Cloud Storage FUSE is useful when you want to move files easily back and forth between Cloud Storage and a Compute Engine VM, a local server, or your development device using filesystem commands instead of gsutil commands or the cloud console.

Cloud Storage FUSE is a Google-developed and community-supported open source project under the Apache license. Cloud Storage FUSE is available at https://github.com/GoogleCloudPlatform/gcsfuse/.

Storage Tiers

Cloud Storage offers four tiers or types of storage. It is essential to understand the characteristics of each tier and when it should be used for the Professional Cloud Architect exam. The four types of Cloud Storage are as follows:

  • Regional
  • Multiregional
  • Nearline
  • Coldline

Regional storage stores multiple copies of an object in multiple zones in one region. All Cloud Storage options provide high durability, which means the probability of losing an object during any particular period of time is extremely low. Cloud Storage provides 99.999999999 percent (eleven 9s) annual durability.

This level of durability is achieved by keeping redundant copies of the object. Availability is the ability to access an object when you want it. An object can be durably stored but unavailable. For example, a network outage in a region would prevent you from accessing an object stored in that region, although it would continue to be stored in multiple zones.

Multiregional storage mitigates the risk of a regional outage by storing replicas of objects in multiple regions. This can also improve access time and latency by distributing copies of objects to locations that are closer to the users of those objects. Consider a user in California in the western United States accessing an object stored in us-west1, which is a region located in the northwest state of Oregon in the United States. That user can expect under 5ms latency with a user in New York, in the United States northeast, and would likely experience latencies closer to 30ms.1

Multiregional storage is also known as geo-redundant storage. Multiregional Cloud Storage buckets are created in one of the multiregions—asia, eu, or us—for data centers in Asia, the European Union, and the United States, respectively.

The latencies mentioned here are based on public Internet network infrastructure. Google offers two network tiers: Standard and Premium. With Standard network tier, data is routed between regions using public Internet infrastructure and is subject to network conditions and routing decisions beyond Google’s control. The Premium network tier routes data over Google’s global high-speed network. Users of Premium tier networking can expect lower latencies.

Nearline and Coldline storage are used for storing data that is not frequently accessed. Data that is accessed less than once in 30 days is a good candidate for Nearline storage. Data that is accessed less than once a year is a good candidate for Coldline storage. All storage classes have the same latency to return the first byte of data.

Multiregion storage has a 99.95 percent availability SLA. Regional storage has a 99.9 percent availability SLA. Nearline and Coldline storage have 99.9 percent availability SLA in multiregional locations and 99.0 percent availability in regional locations.

Cloud Storage Use Cases

Cloud Storage is used for a few broad use cases.

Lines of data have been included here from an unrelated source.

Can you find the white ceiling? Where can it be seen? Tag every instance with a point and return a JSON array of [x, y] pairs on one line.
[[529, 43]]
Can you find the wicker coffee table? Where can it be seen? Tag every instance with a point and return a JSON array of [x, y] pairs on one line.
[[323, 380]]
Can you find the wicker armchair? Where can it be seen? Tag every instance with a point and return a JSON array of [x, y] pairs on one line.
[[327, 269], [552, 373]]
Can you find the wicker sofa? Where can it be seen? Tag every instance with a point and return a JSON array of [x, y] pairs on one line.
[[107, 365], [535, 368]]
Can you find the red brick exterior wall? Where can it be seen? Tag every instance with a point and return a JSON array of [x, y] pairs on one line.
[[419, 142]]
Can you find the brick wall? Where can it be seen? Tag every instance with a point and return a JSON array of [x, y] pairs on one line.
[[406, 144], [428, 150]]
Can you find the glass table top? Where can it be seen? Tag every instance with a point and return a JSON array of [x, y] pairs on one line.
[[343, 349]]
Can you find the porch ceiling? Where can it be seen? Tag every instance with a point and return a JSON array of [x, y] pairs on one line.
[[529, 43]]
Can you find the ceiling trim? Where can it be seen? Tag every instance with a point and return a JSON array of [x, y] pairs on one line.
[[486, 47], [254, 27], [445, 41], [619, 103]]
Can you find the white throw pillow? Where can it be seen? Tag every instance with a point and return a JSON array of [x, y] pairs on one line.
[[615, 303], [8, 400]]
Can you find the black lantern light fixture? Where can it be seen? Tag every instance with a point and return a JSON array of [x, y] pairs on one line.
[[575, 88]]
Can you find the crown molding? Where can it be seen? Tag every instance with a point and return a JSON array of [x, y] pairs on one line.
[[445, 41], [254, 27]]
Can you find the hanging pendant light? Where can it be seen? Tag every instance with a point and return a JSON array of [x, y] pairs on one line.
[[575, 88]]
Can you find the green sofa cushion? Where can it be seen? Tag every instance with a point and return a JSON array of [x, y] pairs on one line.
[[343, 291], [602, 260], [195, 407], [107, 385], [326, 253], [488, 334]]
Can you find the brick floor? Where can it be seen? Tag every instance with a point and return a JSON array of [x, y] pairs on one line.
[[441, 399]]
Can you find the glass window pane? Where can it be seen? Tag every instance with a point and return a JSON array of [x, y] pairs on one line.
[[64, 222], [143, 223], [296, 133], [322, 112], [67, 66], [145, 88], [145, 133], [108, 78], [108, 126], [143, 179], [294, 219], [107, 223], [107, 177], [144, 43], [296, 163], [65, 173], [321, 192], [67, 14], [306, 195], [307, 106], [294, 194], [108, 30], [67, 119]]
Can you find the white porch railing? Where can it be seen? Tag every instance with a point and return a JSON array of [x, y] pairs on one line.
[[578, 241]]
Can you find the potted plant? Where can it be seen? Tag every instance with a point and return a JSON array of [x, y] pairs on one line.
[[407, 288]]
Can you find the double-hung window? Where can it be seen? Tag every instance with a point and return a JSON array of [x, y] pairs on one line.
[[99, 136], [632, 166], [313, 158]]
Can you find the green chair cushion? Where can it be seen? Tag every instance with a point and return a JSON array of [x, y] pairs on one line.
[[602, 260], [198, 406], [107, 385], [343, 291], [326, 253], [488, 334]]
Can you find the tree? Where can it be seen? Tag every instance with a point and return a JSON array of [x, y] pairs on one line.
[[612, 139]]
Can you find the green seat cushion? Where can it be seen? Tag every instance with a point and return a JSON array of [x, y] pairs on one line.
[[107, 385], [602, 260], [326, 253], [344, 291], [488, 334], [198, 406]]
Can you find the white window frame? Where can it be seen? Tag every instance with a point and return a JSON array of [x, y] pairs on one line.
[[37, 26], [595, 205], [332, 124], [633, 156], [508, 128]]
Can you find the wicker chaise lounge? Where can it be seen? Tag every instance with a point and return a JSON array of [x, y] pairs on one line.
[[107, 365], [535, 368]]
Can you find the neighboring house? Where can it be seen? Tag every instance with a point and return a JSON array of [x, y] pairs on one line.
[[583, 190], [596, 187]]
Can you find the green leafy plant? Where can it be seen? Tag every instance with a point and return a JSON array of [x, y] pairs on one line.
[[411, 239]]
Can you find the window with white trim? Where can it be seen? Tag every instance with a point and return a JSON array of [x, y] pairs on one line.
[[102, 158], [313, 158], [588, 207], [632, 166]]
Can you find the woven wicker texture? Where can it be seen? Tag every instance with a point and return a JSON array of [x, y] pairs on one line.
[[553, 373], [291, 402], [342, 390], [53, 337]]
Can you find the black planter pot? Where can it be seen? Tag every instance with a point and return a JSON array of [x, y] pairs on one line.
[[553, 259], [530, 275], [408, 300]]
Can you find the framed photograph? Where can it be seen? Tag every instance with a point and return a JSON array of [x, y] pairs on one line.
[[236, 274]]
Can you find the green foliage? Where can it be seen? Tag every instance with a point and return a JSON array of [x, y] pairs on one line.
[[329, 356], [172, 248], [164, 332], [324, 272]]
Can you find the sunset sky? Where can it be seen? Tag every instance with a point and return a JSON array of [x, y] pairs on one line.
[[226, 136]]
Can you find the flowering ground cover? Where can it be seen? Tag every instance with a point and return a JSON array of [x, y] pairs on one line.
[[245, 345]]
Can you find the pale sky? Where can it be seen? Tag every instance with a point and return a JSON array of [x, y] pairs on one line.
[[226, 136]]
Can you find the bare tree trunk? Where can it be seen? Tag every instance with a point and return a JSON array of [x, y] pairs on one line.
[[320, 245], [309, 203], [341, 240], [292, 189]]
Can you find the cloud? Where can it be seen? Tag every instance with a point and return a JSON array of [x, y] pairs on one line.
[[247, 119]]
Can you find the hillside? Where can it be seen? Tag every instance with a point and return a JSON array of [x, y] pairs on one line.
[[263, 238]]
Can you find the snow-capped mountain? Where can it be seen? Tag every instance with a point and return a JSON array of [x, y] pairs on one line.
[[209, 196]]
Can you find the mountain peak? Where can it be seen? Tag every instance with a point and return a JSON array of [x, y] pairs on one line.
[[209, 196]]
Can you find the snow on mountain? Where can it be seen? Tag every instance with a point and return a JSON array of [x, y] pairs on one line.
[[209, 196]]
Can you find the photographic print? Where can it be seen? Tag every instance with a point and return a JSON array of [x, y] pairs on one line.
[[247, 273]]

  • Storage of data shared among multiple instances that does not need to be on persistent attached storage. For example, log files may be stored in Cloud Storage and analyzed by programs running in a Cloud Dataproc Spark cluster.
  • Backup and archival storage, such as persistent disk snapshots, backups of on-premises systems, and data kept for audit and compliance requirements but not likely to be accessed.
  • As a staging area for uploaded data. For example, a mobile app may allow users to upload images to a Cloud Storage bucket. When the file is created, a Cloud Function could trigger to initiate the next steps of processing.

Each of these examples fits well with Cloud Storage’s treatment of objects as atomic units. If data within the file needs to be accessed and processed, that is done by another service or application, such as a Spark analytics program.

Different tiers are better suited for some use cases. For example, Coldline storage is best used for archival storage, but multiregional storage may be the best option for uploading user data, especially if users are geographically dispersed.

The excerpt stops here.